Senior Air Force officials say the notice - which is the most comprehensive list of C-17 problems to become public - was issued in late March, after the service became concerned that the Douglas Aircraft unit in Long Beach was not putting sufficient effort into solving the problems.
Air Force officials and Douglas spokesmen say the 75 defects do not represent major technical problems that would threaten the viability of the $30 billion program. But the full extent of some problems is still under study, including an analysis of whether the airframe itself will wear out prematurely.
"We weren't seeing enough activity in these areas, and we didn't want them to be last-minute crises," said Col. Charles Siefert, the deputy program manager. "We have had our fill of those."
Siefert said the letter reflects Air Force concern that Douglas was putting its full energy into achieving the first flight of the C-17 - which the company has scheduled for June - but was less attentive to other aspects of the program that would be more important in the long run.
"There were many other items that needed to be addressed. We put it all together and dropped it on them," he said.
The list was accompanied by a cover letter that demanded a corrective action plan in 45 days, a period that expires in mid-June.
The Air Force told Douglas, "This letter is issued with the understanding that it will not result in an increase in funding allotted to the contract or a change to price schedule or any other contractually specified requirements."
The letter appears to underscore the serious problems that McDonnell has encountered in developing the C-17, which is significantly behind schedule and an estimated $500 million over its contract ceiling. The Air Force plans to buy 120 of the four-engine cargo jets.
Douglas spokesman James Ramsey downplayed the Air Force letter, saying that the defects are all minor and that many have already been corrected. But Ramsey declined to discuss the specific defects or identify which had been fixed.
Ramsey said the company has "responded" to the demand for a corrective-action plan, but he declined to describe the nature of the response.
"None of the items mentioned affect the cost, safety or performance or would impact our ability to safely achieve first flight," Ramsey said.

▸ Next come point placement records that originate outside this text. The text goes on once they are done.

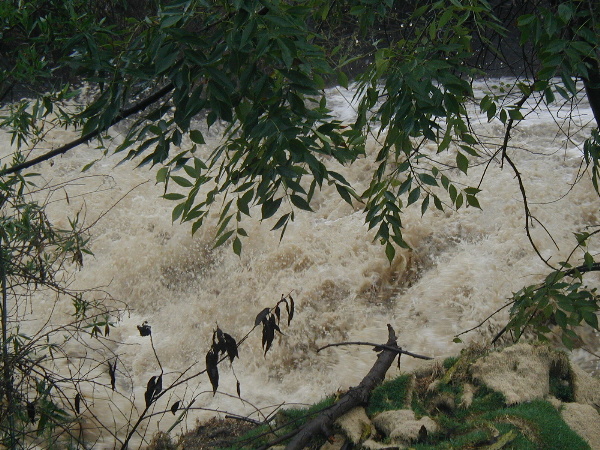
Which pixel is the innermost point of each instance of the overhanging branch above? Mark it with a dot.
(145, 103)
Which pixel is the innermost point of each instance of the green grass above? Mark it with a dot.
(390, 395)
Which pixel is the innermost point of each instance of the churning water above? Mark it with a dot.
(462, 266)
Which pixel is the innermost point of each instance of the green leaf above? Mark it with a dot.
(414, 195)
(183, 182)
(282, 221)
(197, 137)
(342, 79)
(173, 196)
(589, 260)
(223, 238)
(424, 205)
(237, 246)
(472, 201)
(427, 179)
(161, 174)
(390, 252)
(462, 162)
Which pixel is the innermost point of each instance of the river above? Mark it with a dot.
(462, 266)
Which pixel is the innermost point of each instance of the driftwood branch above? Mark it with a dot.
(356, 396)
(378, 347)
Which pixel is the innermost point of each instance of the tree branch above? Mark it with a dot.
(151, 99)
(354, 397)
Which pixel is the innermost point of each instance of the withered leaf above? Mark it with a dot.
(145, 329)
(422, 434)
(291, 314)
(268, 334)
(78, 403)
(230, 346)
(212, 359)
(277, 313)
(158, 386)
(261, 316)
(112, 368)
(219, 344)
(149, 394)
(31, 411)
(273, 324)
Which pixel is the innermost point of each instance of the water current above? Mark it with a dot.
(462, 266)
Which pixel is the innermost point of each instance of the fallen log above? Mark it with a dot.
(356, 396)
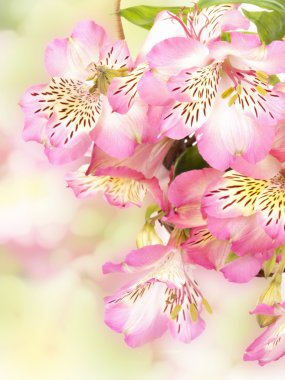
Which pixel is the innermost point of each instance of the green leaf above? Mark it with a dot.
(273, 5)
(269, 265)
(144, 15)
(274, 79)
(226, 36)
(190, 159)
(150, 210)
(270, 25)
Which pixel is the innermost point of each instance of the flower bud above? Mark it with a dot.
(271, 296)
(148, 236)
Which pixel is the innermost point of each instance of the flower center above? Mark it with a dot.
(102, 76)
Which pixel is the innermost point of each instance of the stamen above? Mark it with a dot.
(193, 312)
(207, 306)
(232, 100)
(262, 76)
(261, 90)
(228, 92)
(175, 311)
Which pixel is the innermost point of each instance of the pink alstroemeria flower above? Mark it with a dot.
(224, 84)
(270, 345)
(124, 182)
(60, 115)
(236, 198)
(163, 296)
(205, 249)
(149, 78)
(185, 196)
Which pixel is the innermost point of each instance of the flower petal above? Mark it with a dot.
(122, 91)
(72, 55)
(172, 55)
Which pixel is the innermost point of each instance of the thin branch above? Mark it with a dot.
(120, 30)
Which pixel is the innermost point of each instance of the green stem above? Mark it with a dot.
(120, 29)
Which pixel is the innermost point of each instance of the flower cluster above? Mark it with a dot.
(200, 90)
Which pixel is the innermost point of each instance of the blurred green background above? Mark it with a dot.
(53, 245)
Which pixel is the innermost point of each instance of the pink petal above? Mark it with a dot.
(116, 56)
(123, 90)
(76, 53)
(185, 195)
(139, 259)
(164, 27)
(243, 269)
(140, 324)
(244, 136)
(172, 55)
(278, 148)
(234, 19)
(265, 169)
(152, 84)
(245, 234)
(204, 249)
(117, 134)
(269, 346)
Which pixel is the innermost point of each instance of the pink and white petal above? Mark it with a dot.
(270, 208)
(269, 346)
(139, 259)
(245, 233)
(241, 46)
(233, 195)
(122, 187)
(123, 90)
(165, 26)
(116, 56)
(173, 55)
(62, 104)
(278, 148)
(244, 136)
(151, 133)
(200, 86)
(183, 118)
(29, 102)
(133, 187)
(138, 318)
(75, 149)
(189, 186)
(204, 249)
(185, 195)
(234, 19)
(73, 55)
(267, 58)
(186, 330)
(152, 84)
(119, 134)
(264, 169)
(147, 158)
(83, 185)
(57, 58)
(265, 309)
(242, 269)
(179, 86)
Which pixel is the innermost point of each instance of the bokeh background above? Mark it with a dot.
(53, 245)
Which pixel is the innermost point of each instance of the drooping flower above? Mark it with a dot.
(61, 114)
(163, 296)
(235, 195)
(124, 182)
(270, 345)
(149, 77)
(223, 83)
(185, 196)
(205, 249)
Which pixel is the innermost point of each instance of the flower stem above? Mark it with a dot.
(120, 29)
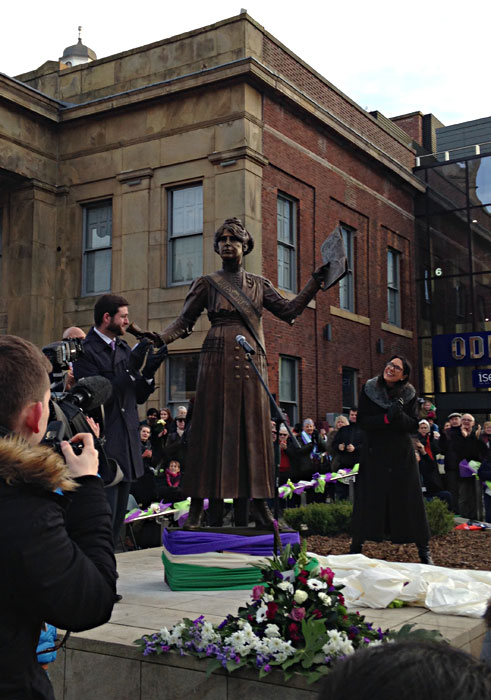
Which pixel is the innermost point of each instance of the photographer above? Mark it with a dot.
(55, 528)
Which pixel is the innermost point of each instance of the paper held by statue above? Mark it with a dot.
(334, 257)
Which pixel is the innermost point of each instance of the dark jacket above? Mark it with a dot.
(388, 496)
(56, 559)
(353, 434)
(121, 422)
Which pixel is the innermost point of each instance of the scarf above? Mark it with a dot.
(378, 393)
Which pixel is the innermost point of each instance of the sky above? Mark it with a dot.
(426, 55)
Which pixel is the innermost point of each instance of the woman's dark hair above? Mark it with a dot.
(408, 670)
(406, 372)
(238, 230)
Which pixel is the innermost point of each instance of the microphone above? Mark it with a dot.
(240, 339)
(90, 393)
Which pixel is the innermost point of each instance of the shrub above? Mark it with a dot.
(440, 519)
(321, 518)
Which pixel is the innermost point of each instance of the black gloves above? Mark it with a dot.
(154, 360)
(395, 410)
(138, 355)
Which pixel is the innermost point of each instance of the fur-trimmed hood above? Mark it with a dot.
(21, 463)
(379, 394)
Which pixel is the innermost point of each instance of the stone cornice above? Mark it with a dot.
(22, 95)
(262, 77)
(229, 157)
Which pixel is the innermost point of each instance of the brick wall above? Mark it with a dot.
(333, 100)
(356, 193)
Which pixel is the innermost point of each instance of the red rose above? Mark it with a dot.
(271, 610)
(293, 632)
(327, 575)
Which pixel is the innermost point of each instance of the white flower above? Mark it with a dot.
(300, 596)
(275, 644)
(249, 635)
(208, 634)
(280, 646)
(261, 614)
(338, 644)
(286, 586)
(315, 585)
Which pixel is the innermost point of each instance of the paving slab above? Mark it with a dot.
(99, 661)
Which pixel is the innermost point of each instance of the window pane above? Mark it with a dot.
(98, 227)
(285, 267)
(288, 388)
(350, 397)
(480, 181)
(285, 221)
(449, 243)
(285, 224)
(393, 307)
(451, 305)
(187, 258)
(347, 285)
(187, 211)
(481, 239)
(449, 183)
(393, 288)
(98, 271)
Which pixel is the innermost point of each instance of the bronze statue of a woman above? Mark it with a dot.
(230, 451)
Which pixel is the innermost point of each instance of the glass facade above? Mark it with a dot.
(453, 243)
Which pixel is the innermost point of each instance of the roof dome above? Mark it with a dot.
(78, 53)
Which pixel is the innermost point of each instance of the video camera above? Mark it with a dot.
(68, 409)
(62, 353)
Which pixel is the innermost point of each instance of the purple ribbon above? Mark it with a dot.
(183, 542)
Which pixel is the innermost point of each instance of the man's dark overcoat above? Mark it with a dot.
(121, 422)
(388, 496)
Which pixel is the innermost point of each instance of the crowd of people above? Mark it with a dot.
(326, 449)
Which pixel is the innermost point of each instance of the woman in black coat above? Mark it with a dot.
(388, 497)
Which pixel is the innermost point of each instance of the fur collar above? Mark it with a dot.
(38, 466)
(379, 395)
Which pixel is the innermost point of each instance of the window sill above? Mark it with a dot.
(396, 330)
(349, 315)
(291, 295)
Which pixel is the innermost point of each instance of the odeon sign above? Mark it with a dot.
(461, 349)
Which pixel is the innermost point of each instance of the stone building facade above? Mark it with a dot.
(115, 175)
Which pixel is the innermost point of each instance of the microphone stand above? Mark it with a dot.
(278, 418)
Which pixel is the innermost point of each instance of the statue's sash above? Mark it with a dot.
(241, 302)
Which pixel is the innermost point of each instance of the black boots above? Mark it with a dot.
(425, 555)
(195, 513)
(261, 514)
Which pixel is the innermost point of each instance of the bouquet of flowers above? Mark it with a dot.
(296, 621)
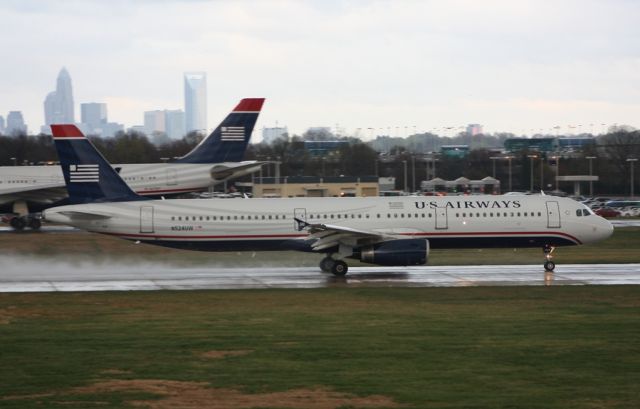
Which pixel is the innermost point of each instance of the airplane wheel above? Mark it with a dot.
(339, 268)
(18, 223)
(35, 224)
(326, 264)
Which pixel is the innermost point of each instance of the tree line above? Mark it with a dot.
(356, 158)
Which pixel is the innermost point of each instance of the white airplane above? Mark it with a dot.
(26, 190)
(389, 231)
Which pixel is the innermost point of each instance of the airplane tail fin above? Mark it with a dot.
(228, 142)
(87, 174)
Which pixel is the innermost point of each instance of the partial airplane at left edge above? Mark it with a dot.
(27, 190)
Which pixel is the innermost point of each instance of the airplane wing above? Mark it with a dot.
(40, 193)
(227, 170)
(328, 235)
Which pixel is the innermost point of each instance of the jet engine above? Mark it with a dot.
(409, 252)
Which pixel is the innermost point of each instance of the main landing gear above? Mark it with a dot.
(336, 267)
(548, 264)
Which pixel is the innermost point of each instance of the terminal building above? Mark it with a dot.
(462, 185)
(313, 186)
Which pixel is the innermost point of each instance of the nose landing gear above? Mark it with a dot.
(548, 264)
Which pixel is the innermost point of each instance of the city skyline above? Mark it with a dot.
(370, 65)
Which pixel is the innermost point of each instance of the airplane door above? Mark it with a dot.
(553, 215)
(172, 177)
(441, 218)
(299, 214)
(146, 219)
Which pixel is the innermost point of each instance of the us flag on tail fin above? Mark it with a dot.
(84, 173)
(232, 133)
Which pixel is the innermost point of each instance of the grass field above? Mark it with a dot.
(555, 347)
(503, 347)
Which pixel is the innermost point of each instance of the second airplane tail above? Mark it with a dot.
(87, 174)
(228, 142)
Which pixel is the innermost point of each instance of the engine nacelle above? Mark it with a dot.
(409, 252)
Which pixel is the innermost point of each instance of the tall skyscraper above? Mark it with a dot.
(195, 101)
(15, 123)
(58, 105)
(154, 121)
(174, 123)
(93, 114)
(474, 129)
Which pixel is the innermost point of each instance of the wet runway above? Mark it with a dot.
(89, 277)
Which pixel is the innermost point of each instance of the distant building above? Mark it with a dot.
(533, 144)
(93, 114)
(271, 134)
(455, 151)
(58, 105)
(195, 101)
(15, 123)
(94, 120)
(312, 186)
(575, 143)
(474, 129)
(154, 121)
(174, 123)
(321, 148)
(110, 129)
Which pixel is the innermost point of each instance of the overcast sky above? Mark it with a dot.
(509, 65)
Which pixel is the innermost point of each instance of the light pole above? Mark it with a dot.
(590, 158)
(631, 160)
(404, 162)
(531, 158)
(541, 173)
(413, 173)
(557, 159)
(510, 179)
(493, 160)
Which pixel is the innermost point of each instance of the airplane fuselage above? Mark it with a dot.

The list of problems includes the notation that the C-17's cockpit "does not present an acceptable habitable compartment for crash conditions. All risks with this hazardous condition have not been reduced to an acceptable level."
Separately, it has been learned that Douglas agreed to provide a $14 million rebate to the Air Force on the first six C-17s that are in production, because the aircraft will fail to meet its required range. That deficiency, along with four others, will be resolved in the next C-17 production contract, Siefert said.